Внутри Северный вокзал выглядел вполне импозантно, да и снаружи был ничего. Хола сначала немного напрягло, что все названия на французском, но тут он заметил, что под французскими надписями были и английские, только поменьше. Это его помирило с Францией, и он решил больше ничему не удивляться.
Прямо с вокзала они с дядей спустились в метро, проехавшись по эскалатору. Внизу дядя Хол купил в автомате билеты, быстро нажимая нужные плашки на экране, и протянул один Холу.
– У нас с тобой красная линия под литерой D. Мы едем две остановки на юг до Гар-де-Льон.
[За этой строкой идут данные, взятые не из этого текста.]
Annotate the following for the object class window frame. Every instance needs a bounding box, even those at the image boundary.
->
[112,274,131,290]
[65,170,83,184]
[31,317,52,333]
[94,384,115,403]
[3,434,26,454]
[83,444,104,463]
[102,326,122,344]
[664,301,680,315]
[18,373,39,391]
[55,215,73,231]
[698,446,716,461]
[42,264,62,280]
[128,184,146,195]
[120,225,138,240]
– До Лионского вокзала? – догадался Хол.
– Молодец! Быстро учишься.
Глава 4. «Синий экспресс»
В метро уже наступил утренний час пик, там было тесно и душно, все толкались, и дяде с племянником пришлось стоять. К тому же вокруг всё ужасно загрохотало, едва лишь поезд нырнул в перегоны между станциями, и Хол невольно вспомнил про тоннель под Ла-Маншем, где было намного тише. Продвижение поезда по маршруту отмечалось загорающимися лампочками на табло, и Хол вдруг испугался, что лампочка Лионского вокзала никогда не загорится. Но она загорелась, и двери наконец открылись. Хол вывалился наружу немного помятый и потрёпанный, но и с чувством радости, оттого что в его родном городе Кру такой утренней разминки ему ещё долго никто не пообещает.
На эскалаторе он спросил у дяди:
– А почему этот ресторан, который «Синий экспресс», так странно называется? Он что, устроен прямо в вагоне?
– Нет, – ответил дядя. – Он назван в честь поезда-экспресса, который ходил на Лазурный Берег, во Французскую Ривьеру. А так это обычный ресторан. Хотя не совсем обычный. Он был построен ко Всемирной выставке в Париже, которая проходила в тысяча девятисотом году. О, это было грандиозное событие, которым до сих пор гордятся все парижане!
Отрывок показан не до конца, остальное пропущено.